By Nargiz Mammadli November 29, 2019


The city of Mumbai located on the western shores of India along the Arabian Sea is where the eastern edge of the International North-South Transport Corridor starts / Cntraveler.Com

India is thousands of miles away from Azerbaijan, but this is not stopping the government in New Delhi from leveraging opportunities to expand trade ties with a Caspian country that lies at the heart of the east-west nexus and along the International North-South Transport Corridor.

India’s ambassador to Azerbaijan, Bavitlung Vanlalvavna, shed light on New Delhi’s stance on the corridor, saying it could provide momentum for increasing trade volume between the two countries.

"We believe that the full commissioning of this corridor will provide a better connection between India and Azerbaijan and the larger Eurasian region,” Vanlalvavna told Trend. “The completion of the project will greatly facilitate the movement of goods and will contribute to improving trade and economic relations between the two countries."

The corridor links Mumbai to Moscow via two southern Iranian ports, Bandar Abbas and Chabahar, while passing through Baku, which lies along the western shore of the Caspian Sea.

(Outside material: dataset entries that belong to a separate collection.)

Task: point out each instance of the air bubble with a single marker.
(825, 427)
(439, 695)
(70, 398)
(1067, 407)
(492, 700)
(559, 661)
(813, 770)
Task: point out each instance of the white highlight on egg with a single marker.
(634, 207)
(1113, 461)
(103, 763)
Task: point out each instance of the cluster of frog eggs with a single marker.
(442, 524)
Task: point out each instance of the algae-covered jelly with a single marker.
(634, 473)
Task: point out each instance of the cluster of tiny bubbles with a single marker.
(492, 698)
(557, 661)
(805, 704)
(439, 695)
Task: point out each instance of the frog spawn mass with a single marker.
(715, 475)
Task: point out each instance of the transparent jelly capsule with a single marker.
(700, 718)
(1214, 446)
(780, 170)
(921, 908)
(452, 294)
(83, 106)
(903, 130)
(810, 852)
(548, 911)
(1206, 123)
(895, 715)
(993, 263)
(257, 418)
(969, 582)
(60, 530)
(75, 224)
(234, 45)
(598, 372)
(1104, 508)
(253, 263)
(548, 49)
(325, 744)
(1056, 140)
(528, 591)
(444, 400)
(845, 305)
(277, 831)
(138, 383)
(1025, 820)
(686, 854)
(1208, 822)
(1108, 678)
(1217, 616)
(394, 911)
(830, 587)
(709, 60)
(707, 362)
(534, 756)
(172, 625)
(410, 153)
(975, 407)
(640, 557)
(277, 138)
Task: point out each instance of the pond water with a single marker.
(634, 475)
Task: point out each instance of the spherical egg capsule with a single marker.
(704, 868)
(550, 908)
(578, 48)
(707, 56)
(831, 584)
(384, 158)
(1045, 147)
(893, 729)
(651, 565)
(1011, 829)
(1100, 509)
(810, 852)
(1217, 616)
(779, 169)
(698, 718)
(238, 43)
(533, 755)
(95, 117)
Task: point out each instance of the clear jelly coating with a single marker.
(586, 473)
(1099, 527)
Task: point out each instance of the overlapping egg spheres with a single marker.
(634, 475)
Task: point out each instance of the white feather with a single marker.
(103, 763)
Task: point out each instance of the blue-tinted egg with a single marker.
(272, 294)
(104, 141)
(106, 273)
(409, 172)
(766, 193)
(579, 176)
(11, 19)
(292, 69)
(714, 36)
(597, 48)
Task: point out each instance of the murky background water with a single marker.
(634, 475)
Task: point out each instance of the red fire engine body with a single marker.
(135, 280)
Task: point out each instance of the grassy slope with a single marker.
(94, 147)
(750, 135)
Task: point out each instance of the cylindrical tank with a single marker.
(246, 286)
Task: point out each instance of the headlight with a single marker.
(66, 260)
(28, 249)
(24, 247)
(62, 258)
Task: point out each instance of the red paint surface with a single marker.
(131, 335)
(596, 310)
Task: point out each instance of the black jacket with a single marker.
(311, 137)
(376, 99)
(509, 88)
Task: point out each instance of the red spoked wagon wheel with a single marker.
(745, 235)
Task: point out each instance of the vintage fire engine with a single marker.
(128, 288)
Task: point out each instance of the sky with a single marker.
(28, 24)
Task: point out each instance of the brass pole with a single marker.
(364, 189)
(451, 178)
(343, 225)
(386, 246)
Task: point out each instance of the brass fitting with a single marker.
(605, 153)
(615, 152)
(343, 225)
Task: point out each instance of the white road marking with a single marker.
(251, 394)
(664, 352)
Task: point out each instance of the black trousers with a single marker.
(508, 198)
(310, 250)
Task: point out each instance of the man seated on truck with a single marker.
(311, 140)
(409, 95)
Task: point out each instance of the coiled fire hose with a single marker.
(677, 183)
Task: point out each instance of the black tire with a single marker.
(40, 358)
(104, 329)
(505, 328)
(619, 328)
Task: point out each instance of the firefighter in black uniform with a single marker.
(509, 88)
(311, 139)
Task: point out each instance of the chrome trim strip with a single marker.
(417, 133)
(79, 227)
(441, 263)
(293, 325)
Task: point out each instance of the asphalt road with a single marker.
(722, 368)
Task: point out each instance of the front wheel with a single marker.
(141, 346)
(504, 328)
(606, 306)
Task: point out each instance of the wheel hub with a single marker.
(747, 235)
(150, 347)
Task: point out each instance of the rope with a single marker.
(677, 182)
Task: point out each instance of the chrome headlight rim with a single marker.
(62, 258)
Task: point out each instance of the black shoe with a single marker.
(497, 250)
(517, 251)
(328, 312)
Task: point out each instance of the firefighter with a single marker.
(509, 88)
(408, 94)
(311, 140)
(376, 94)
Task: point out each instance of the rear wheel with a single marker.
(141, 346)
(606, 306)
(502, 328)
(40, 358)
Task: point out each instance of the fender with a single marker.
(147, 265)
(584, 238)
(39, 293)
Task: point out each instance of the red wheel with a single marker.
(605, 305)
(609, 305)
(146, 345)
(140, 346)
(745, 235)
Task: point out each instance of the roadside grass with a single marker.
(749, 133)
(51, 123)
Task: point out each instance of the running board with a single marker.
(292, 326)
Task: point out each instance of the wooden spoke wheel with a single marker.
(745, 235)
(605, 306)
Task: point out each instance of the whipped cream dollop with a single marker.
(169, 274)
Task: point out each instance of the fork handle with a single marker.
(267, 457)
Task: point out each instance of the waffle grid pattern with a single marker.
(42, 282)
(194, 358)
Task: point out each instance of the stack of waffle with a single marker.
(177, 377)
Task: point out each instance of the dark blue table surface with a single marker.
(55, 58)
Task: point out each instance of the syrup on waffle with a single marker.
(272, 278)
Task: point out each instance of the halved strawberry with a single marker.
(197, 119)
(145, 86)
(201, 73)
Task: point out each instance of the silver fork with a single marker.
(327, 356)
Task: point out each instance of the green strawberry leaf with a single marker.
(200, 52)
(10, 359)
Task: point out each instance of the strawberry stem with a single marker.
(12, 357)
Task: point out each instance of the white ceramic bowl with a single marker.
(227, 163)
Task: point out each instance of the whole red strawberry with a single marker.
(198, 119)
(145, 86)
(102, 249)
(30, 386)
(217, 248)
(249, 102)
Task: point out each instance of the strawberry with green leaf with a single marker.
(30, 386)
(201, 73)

This creates a more cost-effective route, which is 40 percent shorter than the current sea routes.

"Therefore, we attach great importance to our cooperation with Azerbaijan in the North-South project and are pleased to work with Azerbaijan to further develop and promote this project," Vanlalvavna said.

The corridor was conceptualized by Russia, Iran and India in Saint Petersburg in 2000. Five years later, Azerbaijan was one of 11 additional members to be added to the plan. Kazakhstan, also a country that borders the Caspian Sea, was added in 2003.

In 2018, trade between India and Azerbaijan stood at $930 million. Azerbaijan imported goods from India worth $720 million. During the first quarter of this year, trade was close to $300 million. In addition, approximately 230 companies with Indian capital operate in Azerbaijan, having invested $1.2 billion in the economy.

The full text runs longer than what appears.